The case for a Common Data Environment in construction projects
It is reported that in 2019 a contractor entered into administration almost once every fortnight. Scunthorpe-based contractor Clugston, the £100m-turnover Simons Group, and Bardsley Construction are just a few of the 22 businesses which became insolvent, leaving supply chains in disarray and owing at least £367m to unsecured creditors.
As well as leaving supply chains in financial chaos, insolvency can also cause significant data restriction, severing the all-important Dame Judith Hackitt’s Golden Thread of information. With this in mind, what is the best approach that asset owners can adopt to ensure data can be easily retrievable when required across the asset’s life?
Although it might seem that some businesses are untouchable, the collapse of industry giant Carillion in 2017 is a chilling reminder that no company is exempt from administration. If preventable measures are unheeded, then businesses regardless of size and legacy will continue to hang in jeopardy.
Seeing the construction industry’s fragility in such a clear light is, undoubtedly, unsettling news so early in 2020. However, in order to see where we can improve and understand what we can do to ensure every business performs better, it’s imperative as an industry that we consider alternative models which will enhance business resilience.

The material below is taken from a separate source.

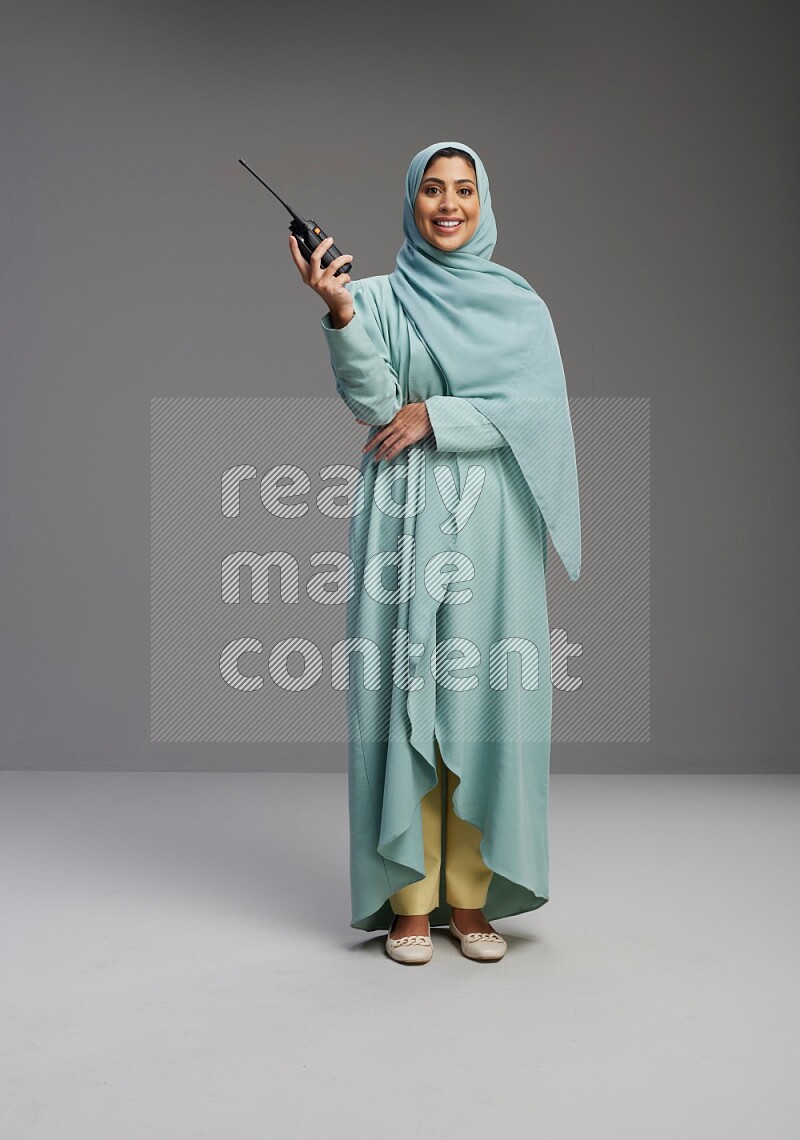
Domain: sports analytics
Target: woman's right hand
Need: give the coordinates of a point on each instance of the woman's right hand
(323, 281)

Job and financial losses, legal action; the results of a business falling into administration are clear to see. But as well as having a direct impact on a company, insolvency has all manner of repercussions throughout the supply chain. Post-liquidation, Carillion is said to have owed on average £188,000 to SMEs and over £15m to larger businesses, according to BBC investigations. Carillion’s collapse left gaping chasms within its supply chains, left many client organisations exposed and marred the industry as a result.
The hidden loss
As well as leaving its suppliers in financial limbo, Carillion’s clients lost unreasonably excessive amounts of valuable data on both finished and uncompleted public and private sector projects. On most major projects, the Tier 1 organisation is often the prime and information management lead, provisioning the Common Data Environment (CDE) on behalf of the client, ensuring project information is delivered, assured and approved prior to formal handover. With the financial demise of the Tier 1 contractor comes the clear and present risk of data loss for the client.

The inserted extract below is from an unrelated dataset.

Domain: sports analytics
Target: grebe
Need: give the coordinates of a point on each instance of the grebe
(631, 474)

If a company in the supply chain or a Tier 1 organisation such as Carillion goes into administration, all of the project information they are hosting and managing is locked-in and clients and other project parties are locked out from accessing it. Even though fault may lie with the company in administration, the onus is on the asset owner (client), and not the contractor, to retrieve and re-procure thousands of datasets from different parties involved in a project. As an alternate to re-purchasing the data from the design team or supply chain, the built asset may need to be re-surveyed to establish the required data, and these can be significant costs.
The cost and burden of this task is a difficult one to bear, which is why alternative avenues must be explored. Rather than outsource the information management service, wouldn’t it be better for the asset owner to insource the data so they have perpetual access to information? Can pressures on the supply chain be alleviated by providing a clear destination for data drops and information handover?

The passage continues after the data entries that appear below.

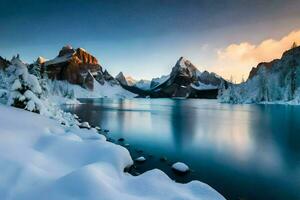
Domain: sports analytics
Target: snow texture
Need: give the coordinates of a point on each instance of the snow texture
(181, 167)
(274, 82)
(44, 160)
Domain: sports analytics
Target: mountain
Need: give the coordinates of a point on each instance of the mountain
(184, 81)
(275, 81)
(4, 63)
(76, 66)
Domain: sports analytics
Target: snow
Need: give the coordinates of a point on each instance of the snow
(155, 82)
(274, 82)
(203, 86)
(181, 167)
(63, 88)
(141, 159)
(143, 84)
(58, 59)
(45, 160)
(85, 125)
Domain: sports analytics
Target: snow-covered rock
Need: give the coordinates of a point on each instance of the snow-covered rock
(44, 160)
(85, 125)
(277, 81)
(140, 159)
(180, 167)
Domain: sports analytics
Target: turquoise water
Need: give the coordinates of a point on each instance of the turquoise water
(243, 151)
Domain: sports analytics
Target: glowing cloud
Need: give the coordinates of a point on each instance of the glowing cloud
(236, 60)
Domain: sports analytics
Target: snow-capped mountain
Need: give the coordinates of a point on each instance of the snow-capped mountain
(78, 67)
(275, 81)
(185, 80)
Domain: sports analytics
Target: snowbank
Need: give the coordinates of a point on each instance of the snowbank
(181, 167)
(40, 159)
(62, 88)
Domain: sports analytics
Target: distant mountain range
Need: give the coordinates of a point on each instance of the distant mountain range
(184, 81)
(79, 67)
(275, 81)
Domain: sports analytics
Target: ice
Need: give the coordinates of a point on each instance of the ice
(181, 167)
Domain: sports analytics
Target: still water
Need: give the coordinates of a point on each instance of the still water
(248, 152)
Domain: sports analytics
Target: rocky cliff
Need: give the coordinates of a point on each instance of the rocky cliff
(184, 81)
(275, 81)
(77, 66)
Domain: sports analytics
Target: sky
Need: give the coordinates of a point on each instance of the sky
(145, 38)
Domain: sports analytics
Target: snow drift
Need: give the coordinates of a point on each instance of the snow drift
(44, 160)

Taking these questions into consideration, we need to take a look at the options. A project and asset information management system or CDE, for instance, enables information to be accessed and shared by all parties throughout an asset’s complete lifecycle, enabling all parties to securely communicate and collaborate whilst simultaneously continuing a robust audit trail.
Systems such as these are proving their worth in a construction industry which desperately needs data to be easily accessed and safely stored. However, on project completion, it is fundamental that this information is verified and assured then handed over to the asset owner, who in theory should have access throughout the project anyway. For it to be effectively utilised, asset owners must own and constantly manage this information; if not they will only have the original ‘as built’ project records which do not endure the asset’s lifecycle, or incorporate changes from asset updates, remodelling and refurbishment.
Yet, with all parties in the chain managing and exchanging information in a CDE, there will never be a missing link. With a clear audit trail of all asset data, the access to and provenance of all records is maintained. This means asset owners can question and query a trusted data store to answer everyday queries about assets in their estate at any stage, even if a project is momentarily suspended or if a business involved in the delivery collapses.
Such data accessibility becomes all the more essential when we bear in mind the catastrophe that is Grenfell, which as well as bringing into debate quality control also brought Dame Judith Hackitt’s Golden Thread into the limelight. The second phase of the inquiry into the tragic event has meant that up to 200,000 contractor documents had to be identified and analysed, in order to ascertain which products were used and who supplied them. To prevent history from repeating itself, the Golden Thread is now being championed across the industry, and its adoption will mitigate risk, improve building quality and ensure information can be identified. The implementation of a CDE, owned by the asset owner, will complement the Golden Thread of information, creating an unbreakable chain where every piece of data regarding a built asset can be acquired at any time. Surely this is one key solution to one of the industry’s biggest problems?